Voilà une série pleine de bonnes intentions, bien menée (un peu prévisible quand même, et je ne parle pas nécessairement du suicide de la protagoniste), qui affiche clairement ses visées de sensibilisation des jeunes au suicide, à la dépression et aux victimes de viol, et qui espère apporter sa contribution à la lutte contre le harcèlement scolaire.
C'est très louable et ça se regarde bien.
Mais à mon sens, la souffrance d'Hannah n'est pas suffisamment montrée au téléspectateur. Non pas qu'il aurait fallu l'exhiber littéralement ravagée physiquement (encore qu'elle reste un peu trop fraîche pour quelqu'un qui a perdu le sommeil, un peu trop apprêtée, aucune gradation de côté entre le premier et le dernier épisode).

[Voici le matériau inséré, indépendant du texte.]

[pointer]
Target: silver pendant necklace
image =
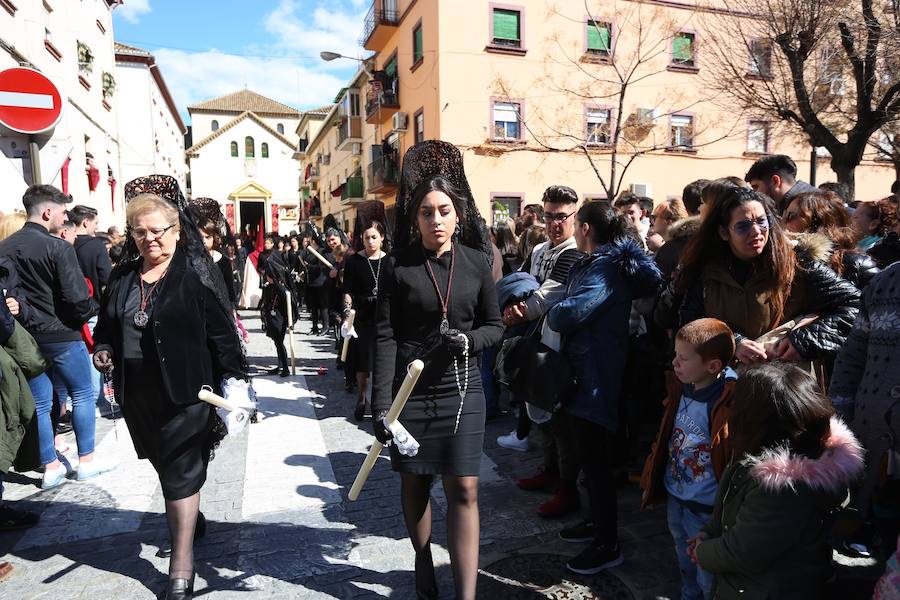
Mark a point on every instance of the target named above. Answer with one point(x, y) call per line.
point(375, 275)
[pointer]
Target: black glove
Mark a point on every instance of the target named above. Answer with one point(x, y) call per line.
point(382, 433)
point(456, 342)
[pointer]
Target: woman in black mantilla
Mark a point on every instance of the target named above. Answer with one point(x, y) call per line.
point(439, 305)
point(165, 330)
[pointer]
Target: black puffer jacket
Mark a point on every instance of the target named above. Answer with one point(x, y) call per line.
point(816, 290)
point(859, 268)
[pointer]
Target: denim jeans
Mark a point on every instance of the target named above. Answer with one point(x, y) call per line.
point(684, 523)
point(70, 370)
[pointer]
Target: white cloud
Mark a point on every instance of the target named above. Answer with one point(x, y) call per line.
point(131, 10)
point(294, 76)
point(196, 76)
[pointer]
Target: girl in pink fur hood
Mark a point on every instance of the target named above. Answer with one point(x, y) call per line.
point(792, 467)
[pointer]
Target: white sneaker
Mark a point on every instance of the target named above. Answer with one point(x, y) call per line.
point(95, 467)
point(511, 441)
point(55, 477)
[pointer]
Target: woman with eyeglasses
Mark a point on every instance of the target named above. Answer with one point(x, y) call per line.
point(742, 269)
point(164, 331)
point(826, 223)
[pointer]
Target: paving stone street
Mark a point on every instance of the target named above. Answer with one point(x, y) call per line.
point(280, 524)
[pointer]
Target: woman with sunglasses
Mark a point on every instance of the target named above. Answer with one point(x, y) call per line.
point(742, 269)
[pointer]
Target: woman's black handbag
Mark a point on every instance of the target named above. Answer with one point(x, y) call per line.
point(535, 372)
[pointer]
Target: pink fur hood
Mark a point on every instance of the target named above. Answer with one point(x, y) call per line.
point(839, 465)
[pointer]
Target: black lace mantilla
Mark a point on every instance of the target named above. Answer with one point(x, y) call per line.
point(167, 188)
point(426, 160)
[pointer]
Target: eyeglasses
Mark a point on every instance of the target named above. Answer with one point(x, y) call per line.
point(156, 233)
point(556, 217)
point(745, 226)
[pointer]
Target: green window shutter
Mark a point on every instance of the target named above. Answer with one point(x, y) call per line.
point(417, 44)
point(506, 24)
point(598, 36)
point(683, 48)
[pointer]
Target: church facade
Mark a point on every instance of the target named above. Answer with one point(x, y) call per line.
point(243, 156)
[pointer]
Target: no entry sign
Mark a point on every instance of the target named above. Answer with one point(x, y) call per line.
point(29, 102)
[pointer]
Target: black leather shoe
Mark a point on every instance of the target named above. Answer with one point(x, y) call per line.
point(180, 589)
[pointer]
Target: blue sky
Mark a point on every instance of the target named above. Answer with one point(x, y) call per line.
point(209, 48)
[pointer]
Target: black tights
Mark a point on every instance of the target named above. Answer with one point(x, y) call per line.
point(182, 517)
point(282, 352)
point(462, 530)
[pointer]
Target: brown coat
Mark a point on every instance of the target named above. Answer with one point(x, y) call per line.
point(720, 449)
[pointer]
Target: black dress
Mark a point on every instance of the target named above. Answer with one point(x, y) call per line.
point(407, 328)
point(359, 283)
point(189, 341)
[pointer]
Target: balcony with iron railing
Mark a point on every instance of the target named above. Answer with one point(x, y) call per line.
point(384, 175)
point(381, 102)
point(354, 189)
point(349, 131)
point(383, 17)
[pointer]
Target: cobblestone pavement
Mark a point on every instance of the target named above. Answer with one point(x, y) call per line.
point(279, 522)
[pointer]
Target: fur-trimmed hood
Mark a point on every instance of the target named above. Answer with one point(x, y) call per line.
point(813, 246)
point(683, 228)
point(777, 469)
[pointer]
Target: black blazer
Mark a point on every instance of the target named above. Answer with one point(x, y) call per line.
point(196, 339)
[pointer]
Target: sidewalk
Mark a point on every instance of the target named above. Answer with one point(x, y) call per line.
point(279, 523)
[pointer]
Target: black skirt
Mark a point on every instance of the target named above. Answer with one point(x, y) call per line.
point(430, 417)
point(174, 438)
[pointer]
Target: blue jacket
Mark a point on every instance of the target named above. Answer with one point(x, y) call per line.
point(593, 320)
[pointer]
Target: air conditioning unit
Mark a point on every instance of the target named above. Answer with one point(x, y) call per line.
point(400, 121)
point(640, 189)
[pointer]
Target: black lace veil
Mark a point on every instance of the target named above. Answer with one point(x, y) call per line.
point(166, 187)
point(422, 162)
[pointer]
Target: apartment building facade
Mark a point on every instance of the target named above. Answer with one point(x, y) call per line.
point(528, 91)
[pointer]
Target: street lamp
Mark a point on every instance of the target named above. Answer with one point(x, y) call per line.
point(328, 56)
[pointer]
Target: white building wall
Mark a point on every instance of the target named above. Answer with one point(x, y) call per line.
point(216, 174)
point(149, 145)
point(87, 125)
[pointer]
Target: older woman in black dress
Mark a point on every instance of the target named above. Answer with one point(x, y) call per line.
point(164, 332)
point(439, 304)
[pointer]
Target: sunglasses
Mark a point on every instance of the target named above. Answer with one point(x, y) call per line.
point(744, 226)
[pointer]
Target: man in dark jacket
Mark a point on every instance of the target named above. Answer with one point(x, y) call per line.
point(58, 297)
point(95, 264)
point(776, 177)
point(90, 250)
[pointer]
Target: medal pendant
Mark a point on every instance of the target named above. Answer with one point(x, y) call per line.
point(141, 319)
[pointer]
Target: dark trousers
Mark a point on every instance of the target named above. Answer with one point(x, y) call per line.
point(317, 302)
point(559, 447)
point(282, 352)
point(593, 446)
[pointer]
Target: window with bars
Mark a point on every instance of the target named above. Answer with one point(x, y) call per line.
point(507, 125)
point(505, 207)
point(599, 38)
point(418, 52)
point(681, 131)
point(760, 57)
point(684, 50)
point(597, 122)
point(419, 127)
point(758, 137)
point(507, 27)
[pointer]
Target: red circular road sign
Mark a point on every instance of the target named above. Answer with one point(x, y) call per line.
point(29, 102)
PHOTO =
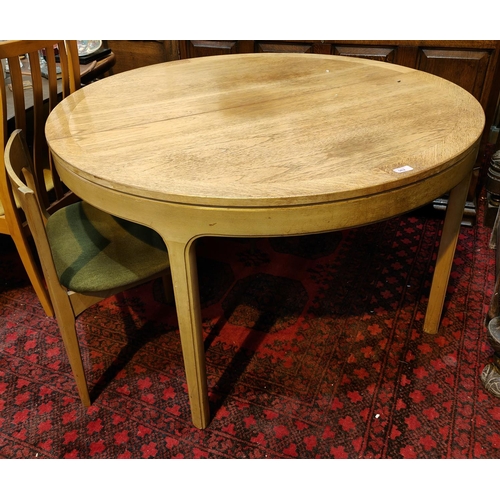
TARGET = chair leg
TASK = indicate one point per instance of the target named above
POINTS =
(67, 326)
(34, 274)
(168, 288)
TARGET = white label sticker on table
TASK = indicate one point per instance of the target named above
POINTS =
(400, 170)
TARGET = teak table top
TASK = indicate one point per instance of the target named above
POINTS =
(266, 145)
(249, 130)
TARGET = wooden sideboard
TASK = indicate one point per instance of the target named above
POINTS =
(472, 64)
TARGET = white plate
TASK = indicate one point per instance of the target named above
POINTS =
(87, 47)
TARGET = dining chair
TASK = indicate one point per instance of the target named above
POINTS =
(41, 73)
(86, 255)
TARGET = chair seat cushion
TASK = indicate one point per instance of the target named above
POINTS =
(94, 251)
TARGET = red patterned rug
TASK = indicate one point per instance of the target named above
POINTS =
(314, 349)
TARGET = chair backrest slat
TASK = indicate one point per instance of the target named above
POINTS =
(42, 72)
(19, 172)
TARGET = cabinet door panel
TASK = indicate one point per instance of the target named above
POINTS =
(385, 54)
(201, 48)
(284, 47)
(466, 68)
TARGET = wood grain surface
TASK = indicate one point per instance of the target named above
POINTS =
(264, 129)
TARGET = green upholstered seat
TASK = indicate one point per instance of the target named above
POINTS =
(94, 251)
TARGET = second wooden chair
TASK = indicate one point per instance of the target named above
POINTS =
(86, 255)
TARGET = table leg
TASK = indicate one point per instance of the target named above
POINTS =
(446, 253)
(182, 258)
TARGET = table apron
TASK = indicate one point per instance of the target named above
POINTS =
(183, 222)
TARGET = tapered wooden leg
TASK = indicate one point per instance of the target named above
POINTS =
(446, 252)
(67, 327)
(182, 258)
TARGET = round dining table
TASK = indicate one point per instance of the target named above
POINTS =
(266, 145)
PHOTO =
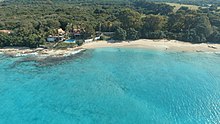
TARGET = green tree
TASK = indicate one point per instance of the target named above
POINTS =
(130, 19)
(120, 34)
(132, 34)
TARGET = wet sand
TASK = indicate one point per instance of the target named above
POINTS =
(162, 44)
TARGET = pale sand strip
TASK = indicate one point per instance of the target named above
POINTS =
(162, 44)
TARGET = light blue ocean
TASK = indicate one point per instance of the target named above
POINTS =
(112, 86)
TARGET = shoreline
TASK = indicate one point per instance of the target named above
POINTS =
(160, 44)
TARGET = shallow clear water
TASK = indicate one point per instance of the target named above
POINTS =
(112, 86)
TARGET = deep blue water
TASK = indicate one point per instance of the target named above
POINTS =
(112, 86)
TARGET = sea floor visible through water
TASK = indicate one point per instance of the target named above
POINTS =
(112, 86)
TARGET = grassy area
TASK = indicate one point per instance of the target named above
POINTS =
(177, 6)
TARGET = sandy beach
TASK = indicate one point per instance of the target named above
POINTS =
(162, 44)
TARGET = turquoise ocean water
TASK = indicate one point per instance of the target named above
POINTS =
(112, 86)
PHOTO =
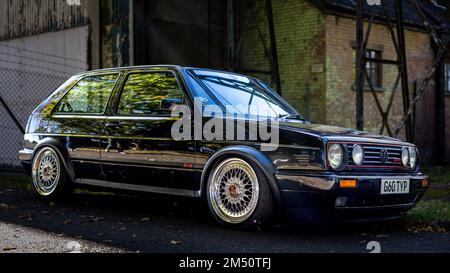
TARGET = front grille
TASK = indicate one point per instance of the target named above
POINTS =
(373, 157)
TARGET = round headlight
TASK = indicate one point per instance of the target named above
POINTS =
(335, 156)
(358, 154)
(412, 158)
(405, 157)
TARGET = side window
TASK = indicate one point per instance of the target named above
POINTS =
(150, 94)
(88, 96)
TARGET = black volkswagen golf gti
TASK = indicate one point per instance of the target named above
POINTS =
(114, 129)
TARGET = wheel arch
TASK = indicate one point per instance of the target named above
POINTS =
(248, 153)
(60, 150)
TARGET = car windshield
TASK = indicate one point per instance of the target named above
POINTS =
(245, 96)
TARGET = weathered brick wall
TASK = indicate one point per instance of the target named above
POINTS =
(300, 34)
(306, 37)
(340, 98)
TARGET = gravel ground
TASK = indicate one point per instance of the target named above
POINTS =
(161, 224)
(20, 239)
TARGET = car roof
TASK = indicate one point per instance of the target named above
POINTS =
(151, 67)
(129, 68)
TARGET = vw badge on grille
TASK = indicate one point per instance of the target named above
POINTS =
(384, 155)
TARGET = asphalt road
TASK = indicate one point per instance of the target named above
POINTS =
(161, 224)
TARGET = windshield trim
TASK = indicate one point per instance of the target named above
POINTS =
(280, 100)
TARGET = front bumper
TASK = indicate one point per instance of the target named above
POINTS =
(320, 198)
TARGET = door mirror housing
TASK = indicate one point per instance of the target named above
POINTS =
(169, 104)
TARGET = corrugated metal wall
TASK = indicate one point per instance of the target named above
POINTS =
(21, 18)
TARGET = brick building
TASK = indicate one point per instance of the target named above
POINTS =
(316, 41)
(52, 39)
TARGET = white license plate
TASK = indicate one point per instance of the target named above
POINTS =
(395, 186)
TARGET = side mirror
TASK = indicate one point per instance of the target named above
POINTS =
(168, 104)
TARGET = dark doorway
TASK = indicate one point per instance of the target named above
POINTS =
(188, 33)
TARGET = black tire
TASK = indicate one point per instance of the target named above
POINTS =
(263, 212)
(49, 176)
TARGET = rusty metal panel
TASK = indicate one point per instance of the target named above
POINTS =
(21, 18)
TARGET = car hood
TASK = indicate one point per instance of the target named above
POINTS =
(333, 133)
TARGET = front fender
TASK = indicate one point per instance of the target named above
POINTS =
(249, 153)
(62, 153)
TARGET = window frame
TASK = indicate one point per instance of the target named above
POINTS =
(122, 87)
(446, 77)
(56, 113)
(379, 86)
(379, 70)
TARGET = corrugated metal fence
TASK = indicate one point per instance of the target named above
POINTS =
(20, 18)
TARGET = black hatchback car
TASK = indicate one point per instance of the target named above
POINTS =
(115, 129)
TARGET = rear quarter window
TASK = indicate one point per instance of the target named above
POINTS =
(89, 96)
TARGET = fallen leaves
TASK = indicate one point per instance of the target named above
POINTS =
(8, 248)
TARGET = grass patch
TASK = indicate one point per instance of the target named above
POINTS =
(431, 210)
(15, 181)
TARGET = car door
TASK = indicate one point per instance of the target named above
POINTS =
(77, 121)
(137, 148)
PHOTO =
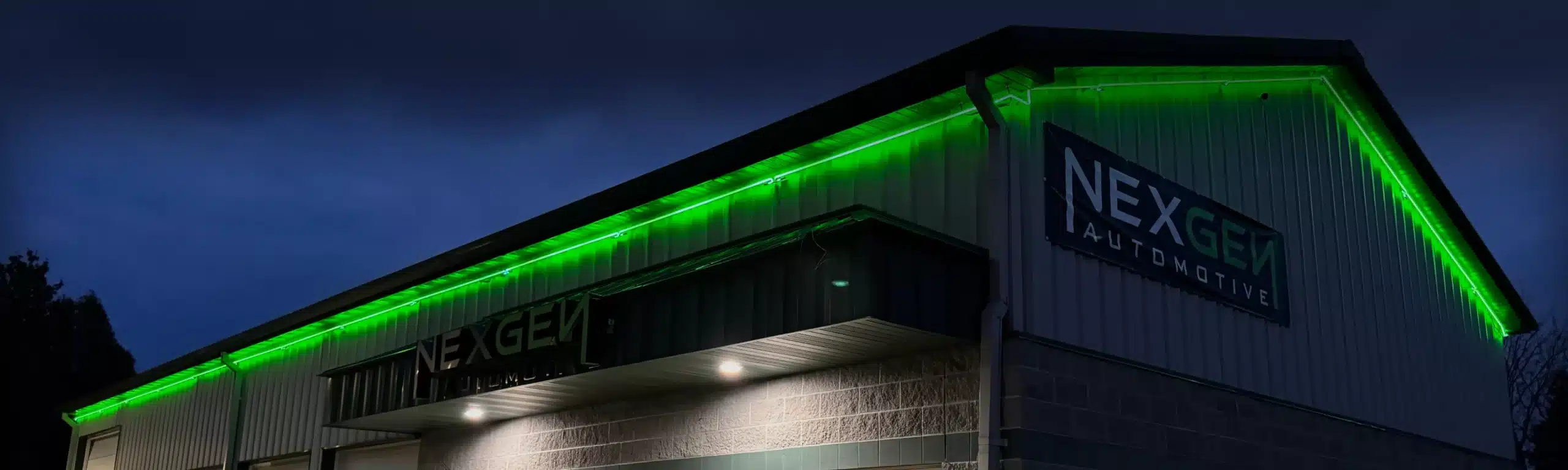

Après tout, il s'agit aussi de montrer que certes, parfois, la souffrance morale n'est pas visible physiquement et qu'on peut très aisément passer à côté (la série met l'accent sur la nécessité de communiquer et de se soucier de son prochain, donc d'aller au-delà des apparences), mais globalement, comment dire, on reste assez extérieur aux tourments d'Hannah, on ne les vit pas, on n'en saisit pas clairement l'intensité autrement que par son suicide, on ne ressent pas au fond de soi comment elle a pu en arriver là.
Cette souffrance morale terrible, qui écrase tout et contraint à l'issue fatale, on ne la voit pas. Il aurait fallu peut-être que les passages correspondant à la vision d'Hannah soient moins lumineux, moins colorés, plus ternes, moins lisses, moins "Beverly Hills", moins "teen movie", qu'on saisisse à travers les images/décors et pas uniquement à travers les monologues ou les faits à quel point son monde intérieur était dévasté, à quel point elle avait perdu tout espoir, à quel point elle se sentait détruite et finie, à quel point elle était en danger. Les détails, l'accumulation de petites choses qui blessent et la conduisent à l'isolement, les regards indifférents, le rejet des autres, leur incompréhension, n'en auraient été que plus frappants et la série aurait certainement atteint son but de façon plus efficace. Sur ce plan, elle reste très timide, alors que le sujet aurait mérité un peu plus de courage.